Caitlin Moran
Attend an evening with Andre Agassi

BARGE holidays are rather like childbirth. In that nobody will ever tell you how painful they are. They hurt. They really hurt. A lot.
But then - also like childbirth - I don't want me telling you how much it hurts to put you off. You would love a barge holiday. You really would.
When you finally hold that week-on-a-tin-boat in your arms, and look into its eyes, you will undoubtedly find it one of the most rewarding moments of your life. Especially if that moment happens at the lovely Lock 57 Brasserie in Cheshire, sitting at an outside table, looking across to the Peak District, and sipping a pleasant New Zealand sauvignon blanc.
But, back to the pain for a minute. Although there was a considerable amount of agony, most of it was, I will be honest, our own fault. For, perhaps unwisely, our maiden barge experience was doing the Four Counties Ring - through Shropshire, Staffordshire, Cheshire and Worcestershire - in just six days.
It's a 110-mile, 94-lock circuit, with a stretch in Chester called Heartbreak Hill, where you have to knock off 31 steep locks in a single day.

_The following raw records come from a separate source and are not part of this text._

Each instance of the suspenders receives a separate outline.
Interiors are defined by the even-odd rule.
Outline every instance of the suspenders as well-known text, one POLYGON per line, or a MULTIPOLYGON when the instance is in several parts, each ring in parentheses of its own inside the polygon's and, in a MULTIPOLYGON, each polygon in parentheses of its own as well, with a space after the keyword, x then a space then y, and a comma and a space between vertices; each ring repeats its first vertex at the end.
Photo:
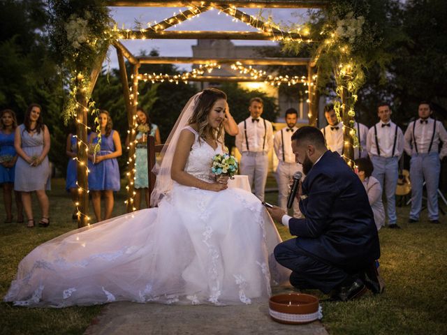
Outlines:
POLYGON ((283 135, 284 129, 281 130, 281 145, 282 147, 282 161, 286 163, 286 156, 284 154, 284 135, 283 135))
POLYGON ((377 127, 374 124, 374 136, 376 137, 376 147, 377 148, 377 155, 380 156, 380 148, 379 147, 379 140, 377 139, 377 127))
MULTIPOLYGON (((413 121, 413 145, 414 145, 414 149, 416 151, 416 154, 419 154, 418 151, 418 144, 416 143, 416 137, 414 135, 414 129, 416 128, 416 121, 413 121)), ((430 145, 428 147, 428 151, 427 151, 429 154, 432 151, 432 147, 433 146, 433 140, 434 140, 434 133, 436 132, 436 119, 434 119, 433 122, 433 133, 432 134, 432 140, 430 140, 430 145)))
MULTIPOLYGON (((265 147, 265 137, 267 137, 267 124, 265 123, 265 119, 263 119, 263 121, 264 121, 264 141, 263 142, 263 151, 264 148, 265 147)), ((250 148, 249 147, 249 139, 247 137, 247 120, 244 120, 244 133, 245 134, 245 144, 247 145, 247 151, 249 151, 250 148)))
MULTIPOLYGON (((376 147, 377 148, 377 155, 380 156, 380 147, 379 147, 379 140, 377 139, 377 127, 376 126, 375 124, 374 124, 374 136, 376 137, 376 147)), ((397 125, 396 124, 396 128, 394 131, 394 143, 393 143, 393 152, 391 153, 391 157, 394 157, 394 153, 396 151, 397 142, 397 125)))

If, on top of this, you introduce the concept of 2pm being “Gin Time”, and sink so much red wine over dinner that, on reflection, you are still pretty drunk when “Gin Time” comes around the next day, you will suffer. I do not exaggerate when I tell you that I felt as if I were 57-years-old for a week after our return.
But let's not think of that now. For, right at this moment, we are at Autherley Junction, Wolverhampton, just about to pick up our boat. The Elizabeth is an eight-berth navy-blue tin-bath, with coiled-rope fenders down her sides, “In case you crash,” the man from Napton Narrowboats says.
“Crash?” I ask. “Surely narrowboats move at the pace of custard? How can we crash?”
“Well, maybe you'll be lucky,” he says, showing us the kitchen, two bathrooms, bath, TV and tiller, before waving us off down the Shropshire Union Canal, towards Market Drayton.
Although we are, as expected, moving at about the pace of custard, it is immediately, nerve-rackingly apparent that narrowboats are called
“narrowboats” for a reason. And it is that the waterways they travel on are exceedingly narrow. Should you be navigating a stretch of water with moorings on one side, your margin for steering error is, roughly, the width of a tea-tray. Within minutes, both my husband and I had slammed into a moored boat, lost both our nerve and reason, and delegated the day's steering to Michael. Michael, Caroline and their daughter, Maddie, 8, are our great friends, whom we decided to barge with because the adults know a great deal about boats, wine and anecdote, while Maddie possesses the entire Doctor Who box-set, in case of inclement weather.
Michael makes it about seven miles north in four hours, where we moor in a flurry of ropes, cook a gigantic dinner, talk bollocks until 3am, and then go to sleep. The next day - a sunny, breezy example - is where we really get to grips with being on a boat. Not least because Michael appears on deck wearing Captain Jack Sparrow eyeliner and a pink sarong, declares a Pirate Republic, and first moots the concept of 2pm being “Gin Time”. Even though a barge isn't a real boat - no sails, no open water - there is still a pleasing bustle to the business of operating one.